La riforma dei medici di famiglia si farà in due fasi: un decreto legge light per le misure più urgenti come quella necessaria a coprire le carenze nelle nuove Case di comunità con dottori dipendenti e non più solo in convenzione come oggi e poi un disegno di legge per le altre misure a partire dalle nuove modalità di remunerazione dei camici bianchi a cui si rivolgono ogni giorno milioni di italiani.
La riforma voluta dal ministro della Salute Schillaci fa un nuovo passo in avanti dopo i primi incontri tecnici con le Regioni e incassa anche il via libera della premier Meloni che ha incontrato Schillaci e il governatore del Lazio Francesco Rocca per ascoltare la proposta di riforma raccomandando un confronto responsabile con le Regioni. E proprio gli assessori alla Salute hanno iniziato a lavorare alla bozza . Un lavorìo questo che dovrebbe concludersi nei prossimi giorni – in cantiere anche un incontro con i sindacati dei medici – prima di arrivare in consiglio dei ministri, appuntamento che verosimilmente arriverà a fine mese. Come detto la riforma punta su di un doppio canale: quello che mantiene l’attuale convenzione come canale principale con i medici di famiglia liberi professionisti e quello nuovo della dipendenza che le Regioni potranno utilizzare per coprire le carenze a livello territoriale e soprattutto nelle oltre mille Case di comunità che devono aprire entro giugno.
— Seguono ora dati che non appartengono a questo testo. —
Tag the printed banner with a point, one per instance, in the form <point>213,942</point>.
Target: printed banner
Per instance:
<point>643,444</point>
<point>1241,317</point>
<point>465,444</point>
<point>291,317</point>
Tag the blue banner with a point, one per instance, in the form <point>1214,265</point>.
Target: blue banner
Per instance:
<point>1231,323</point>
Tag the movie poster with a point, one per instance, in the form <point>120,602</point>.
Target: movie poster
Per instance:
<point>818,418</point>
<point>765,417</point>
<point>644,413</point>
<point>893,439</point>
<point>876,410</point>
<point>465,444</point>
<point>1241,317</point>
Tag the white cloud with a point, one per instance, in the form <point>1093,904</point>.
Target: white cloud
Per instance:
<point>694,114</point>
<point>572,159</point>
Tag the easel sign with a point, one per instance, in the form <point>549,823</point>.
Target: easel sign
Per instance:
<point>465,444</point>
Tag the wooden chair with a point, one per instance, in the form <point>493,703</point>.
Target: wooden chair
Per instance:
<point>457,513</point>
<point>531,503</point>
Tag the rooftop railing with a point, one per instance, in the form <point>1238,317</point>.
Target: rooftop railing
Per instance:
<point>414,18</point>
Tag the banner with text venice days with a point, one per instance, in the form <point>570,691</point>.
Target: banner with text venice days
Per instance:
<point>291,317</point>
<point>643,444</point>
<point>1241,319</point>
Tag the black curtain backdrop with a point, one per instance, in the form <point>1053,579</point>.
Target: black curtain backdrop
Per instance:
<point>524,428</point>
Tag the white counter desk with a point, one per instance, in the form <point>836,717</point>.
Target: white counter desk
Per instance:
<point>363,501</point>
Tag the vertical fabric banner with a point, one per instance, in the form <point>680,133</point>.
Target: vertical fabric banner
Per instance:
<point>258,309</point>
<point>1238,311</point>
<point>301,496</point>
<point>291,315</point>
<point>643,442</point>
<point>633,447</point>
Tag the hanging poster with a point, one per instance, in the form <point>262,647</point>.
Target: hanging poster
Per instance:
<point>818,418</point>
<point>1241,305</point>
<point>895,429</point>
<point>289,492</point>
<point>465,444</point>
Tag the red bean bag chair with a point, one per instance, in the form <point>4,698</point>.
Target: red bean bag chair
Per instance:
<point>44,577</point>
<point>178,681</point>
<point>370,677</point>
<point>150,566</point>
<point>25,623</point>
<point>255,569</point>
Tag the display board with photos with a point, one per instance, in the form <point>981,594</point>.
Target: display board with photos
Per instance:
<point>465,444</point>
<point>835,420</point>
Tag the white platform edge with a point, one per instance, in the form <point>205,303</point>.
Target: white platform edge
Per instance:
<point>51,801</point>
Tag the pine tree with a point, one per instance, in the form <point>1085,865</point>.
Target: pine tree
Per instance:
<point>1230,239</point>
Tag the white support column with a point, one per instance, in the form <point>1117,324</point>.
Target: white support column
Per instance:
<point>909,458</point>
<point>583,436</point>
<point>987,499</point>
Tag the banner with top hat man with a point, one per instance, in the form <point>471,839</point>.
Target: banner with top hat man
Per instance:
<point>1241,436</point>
Nel decreto andrà la disciplina del nuovo canale della dipendenza che riguarderà anche medici con la specializzazione in geriatria o in medicina interna, il possibile debito orario per tutti i medici di famiglia (almeno 6 ore a settimana in Casa di comunità) e l’estensione fino ai 18 anni per i pazienti dal pediatra. Nella legge ordinaria – che potrebbe finire anche in un vicolo cieco – la nuova remunerazione dei medici di famiglia (non più in base al numero degli assistiti ma in base a obiettivi) e molto probabilmente la riforma della formazione che dovrebbe diventare universitaria. Intanto resta alta la tensione sulla spesa farmaceutica che cresce, con il ministro Schillaci che non avrebbe apprezzato le spiegazioni dei vertici dell’Aifa che restano ancora nel mirino.